Step 1 ：Given the system of linear equations: \[\left\{\begin{array}{c} 3x+y=1 \\ 2x-y+2z=-4 \\ x+y+z=3 \end{array}\right.\]

Step 2 ：We are also given the inverse matrix of the coefficient matrix: \[\left[\begin{array}{ccc}3 & 1 & 0 \\ 2 & -1 & 2 \\ 1 & 1 & 1\end{array}\right]^{-1}=\frac{1}{9}\left[\begin{array}{ccc}3 & 1 & -2 \\ 0 & -3 & 6 \\ -3 & 2 & 5\end{array}\right]\]

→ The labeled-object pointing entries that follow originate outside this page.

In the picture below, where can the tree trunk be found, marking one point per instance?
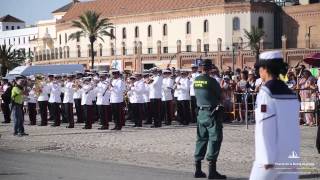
(3, 70)
(92, 56)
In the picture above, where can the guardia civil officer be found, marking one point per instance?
(277, 133)
(209, 122)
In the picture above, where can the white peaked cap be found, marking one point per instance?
(269, 55)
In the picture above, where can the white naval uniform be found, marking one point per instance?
(277, 135)
(184, 89)
(167, 86)
(88, 95)
(117, 90)
(68, 92)
(193, 77)
(103, 93)
(155, 87)
(136, 92)
(55, 93)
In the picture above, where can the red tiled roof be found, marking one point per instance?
(110, 8)
(9, 18)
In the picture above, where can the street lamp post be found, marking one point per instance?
(309, 35)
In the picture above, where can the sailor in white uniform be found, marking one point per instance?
(277, 133)
(194, 108)
(167, 97)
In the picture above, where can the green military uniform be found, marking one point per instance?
(209, 126)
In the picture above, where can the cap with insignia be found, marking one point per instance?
(207, 63)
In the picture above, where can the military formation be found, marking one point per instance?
(159, 97)
(156, 97)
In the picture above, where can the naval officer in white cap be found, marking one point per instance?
(277, 133)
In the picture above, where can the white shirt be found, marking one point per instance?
(155, 87)
(45, 91)
(146, 93)
(55, 93)
(103, 93)
(88, 94)
(176, 91)
(277, 132)
(167, 86)
(193, 77)
(117, 90)
(136, 92)
(68, 92)
(184, 89)
(32, 98)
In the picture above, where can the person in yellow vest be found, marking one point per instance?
(17, 98)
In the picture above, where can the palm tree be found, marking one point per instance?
(10, 58)
(93, 27)
(254, 37)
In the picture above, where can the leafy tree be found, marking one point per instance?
(10, 58)
(254, 37)
(94, 27)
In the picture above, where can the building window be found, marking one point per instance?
(136, 32)
(189, 48)
(112, 49)
(165, 49)
(78, 51)
(65, 38)
(78, 38)
(112, 33)
(188, 28)
(60, 52)
(124, 51)
(124, 33)
(149, 31)
(206, 26)
(206, 47)
(236, 24)
(260, 23)
(100, 50)
(165, 30)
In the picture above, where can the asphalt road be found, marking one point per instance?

Step 3 ：We can represent the system of equations in matrix form as AX = B, where A is the matrix of coefficients, X is the matrix of variables, and B is the matrix of constants.

Step 4 ：We can solve for X by multiplying both sides of the equation by the inverse of A, which gives us X = A^-1B.

Step 5 ：Performing the matrix multiplication, we find X = [-0.77777778, 3.33333333, 0.44444444].

Step 6 ：Thus, the solution to the system of equations is \(\boxed{x = -0.77777778}\), \(\boxed{y = 3.33333333}\), and \(\boxed{z = 0.44444444}\).